Our paper is the first describing the chemical profile and biological properties of crude polysaccharides obtained from A. mellea harvested from the wild in Poland. It revealed its broad health-beneficial potential. During the study, it was found that crude polysaccharides exert an inhibitory impact on various inflammation-related enzymes and antioxidant activity. AmPS was also shown to significantly inhibit α-glucosidase, which should encourage further exploration of its antidiabetic potential. Moreover, the antiproliferative studies demonstrated that AmPS has a significant suppressing effect on the growth of cancer cells (especially HT29) in in vitro conditions.

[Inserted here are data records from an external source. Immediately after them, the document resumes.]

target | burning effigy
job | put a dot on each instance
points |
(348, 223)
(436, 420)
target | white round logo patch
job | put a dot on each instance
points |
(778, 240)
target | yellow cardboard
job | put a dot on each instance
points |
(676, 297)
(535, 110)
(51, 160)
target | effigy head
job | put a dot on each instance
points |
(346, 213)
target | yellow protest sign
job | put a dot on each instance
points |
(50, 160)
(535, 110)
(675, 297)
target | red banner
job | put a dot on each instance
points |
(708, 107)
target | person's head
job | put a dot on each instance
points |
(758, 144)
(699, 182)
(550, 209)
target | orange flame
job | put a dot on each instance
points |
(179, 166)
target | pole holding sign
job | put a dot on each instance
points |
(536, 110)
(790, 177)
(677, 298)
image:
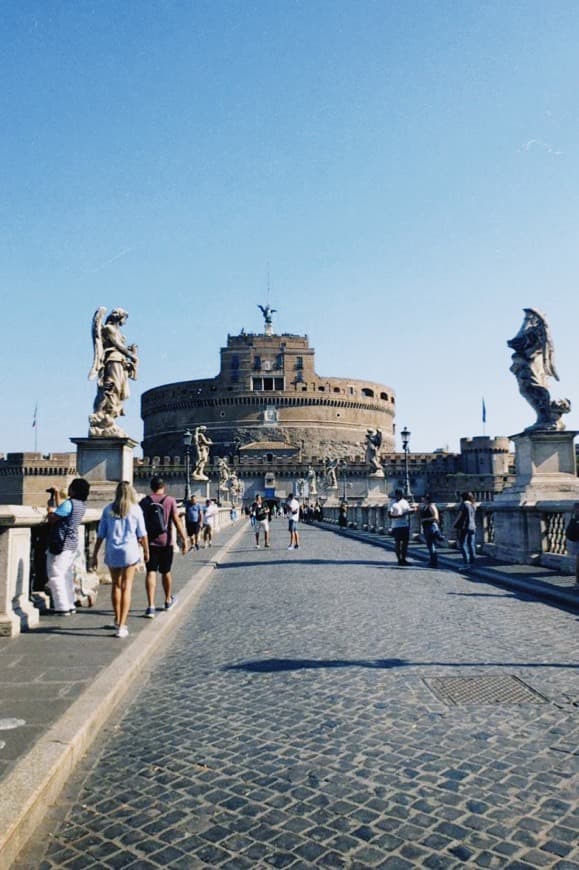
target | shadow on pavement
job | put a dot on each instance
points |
(269, 666)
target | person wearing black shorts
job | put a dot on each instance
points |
(161, 542)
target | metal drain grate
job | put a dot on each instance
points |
(484, 690)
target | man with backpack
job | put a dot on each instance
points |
(193, 520)
(161, 514)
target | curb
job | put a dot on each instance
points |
(39, 777)
(567, 598)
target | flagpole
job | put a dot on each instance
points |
(35, 427)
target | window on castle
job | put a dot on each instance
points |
(267, 384)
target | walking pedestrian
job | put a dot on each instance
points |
(64, 518)
(193, 520)
(122, 527)
(430, 519)
(210, 512)
(572, 538)
(261, 514)
(465, 525)
(161, 515)
(293, 514)
(399, 513)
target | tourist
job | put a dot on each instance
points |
(261, 514)
(399, 513)
(430, 519)
(293, 515)
(193, 520)
(64, 518)
(465, 526)
(210, 512)
(122, 527)
(161, 515)
(572, 538)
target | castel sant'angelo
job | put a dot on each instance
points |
(268, 395)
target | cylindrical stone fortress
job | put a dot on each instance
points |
(268, 390)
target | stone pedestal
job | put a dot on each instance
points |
(545, 468)
(545, 472)
(376, 491)
(104, 462)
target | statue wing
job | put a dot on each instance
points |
(97, 341)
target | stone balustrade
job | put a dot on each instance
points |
(23, 537)
(536, 533)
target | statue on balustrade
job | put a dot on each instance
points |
(114, 364)
(312, 481)
(533, 364)
(224, 472)
(373, 444)
(331, 481)
(201, 445)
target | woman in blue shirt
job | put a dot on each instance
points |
(122, 527)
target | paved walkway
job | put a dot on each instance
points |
(325, 708)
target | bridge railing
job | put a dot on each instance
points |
(23, 543)
(541, 526)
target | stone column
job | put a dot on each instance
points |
(104, 462)
(16, 610)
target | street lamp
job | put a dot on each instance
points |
(344, 470)
(405, 435)
(187, 442)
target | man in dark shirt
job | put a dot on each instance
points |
(161, 545)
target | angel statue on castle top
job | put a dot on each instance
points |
(114, 364)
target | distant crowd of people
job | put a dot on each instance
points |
(145, 531)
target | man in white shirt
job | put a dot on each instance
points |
(293, 515)
(210, 512)
(399, 513)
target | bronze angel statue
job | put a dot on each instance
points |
(114, 364)
(533, 363)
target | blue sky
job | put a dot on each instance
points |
(407, 173)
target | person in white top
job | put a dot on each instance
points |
(293, 514)
(210, 512)
(399, 513)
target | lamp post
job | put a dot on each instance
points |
(405, 435)
(344, 470)
(187, 442)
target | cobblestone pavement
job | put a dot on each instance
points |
(302, 718)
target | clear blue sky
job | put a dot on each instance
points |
(409, 171)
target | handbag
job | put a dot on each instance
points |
(57, 537)
(572, 530)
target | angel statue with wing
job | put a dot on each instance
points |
(114, 363)
(533, 363)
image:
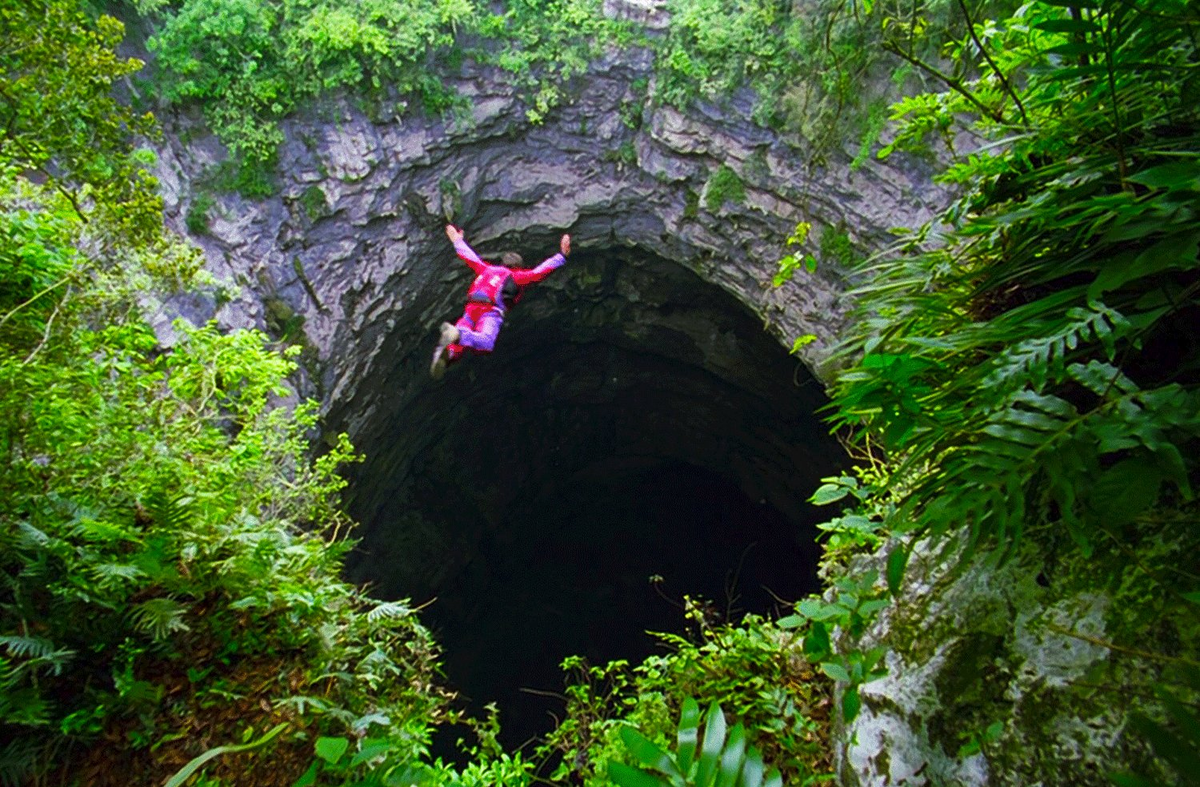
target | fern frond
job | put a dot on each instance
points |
(18, 760)
(160, 618)
(1037, 360)
(388, 610)
(169, 509)
(114, 574)
(27, 647)
(102, 532)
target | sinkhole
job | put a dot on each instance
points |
(636, 436)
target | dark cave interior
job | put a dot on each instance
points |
(635, 421)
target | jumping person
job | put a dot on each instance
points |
(495, 289)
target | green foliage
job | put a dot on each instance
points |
(755, 670)
(1020, 376)
(61, 120)
(1012, 368)
(699, 761)
(724, 186)
(251, 62)
(169, 546)
(795, 260)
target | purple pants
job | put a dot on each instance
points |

Our study also proves that the A. mellea collected in Poland is a rich source of carbohydrates that may be a valuable part of the diet as well as a potential ingredient of functional food products. Since this species has been consumed for hundreds of years, its polysaccharides can be assumed to be safe. Our research contributes to the finding that mushrooms can ward off chronic diseases and improve everyday health. The obtained results encourage the promotion of the use of honey mushroom crude polysaccharide fraction to develop products for improving human health. Due to their common occurrence, A. mellea fruiting bodies may be considered an attractive source of health-beneficial polysaccharides for potential use as functional food ingredients or pharmaceuticals. The promising findings of various bioassays presented in this paper encourage further analysis of polysaccharides from A. mellea in preclinical studies, which may form the basis for clinical trials in the future.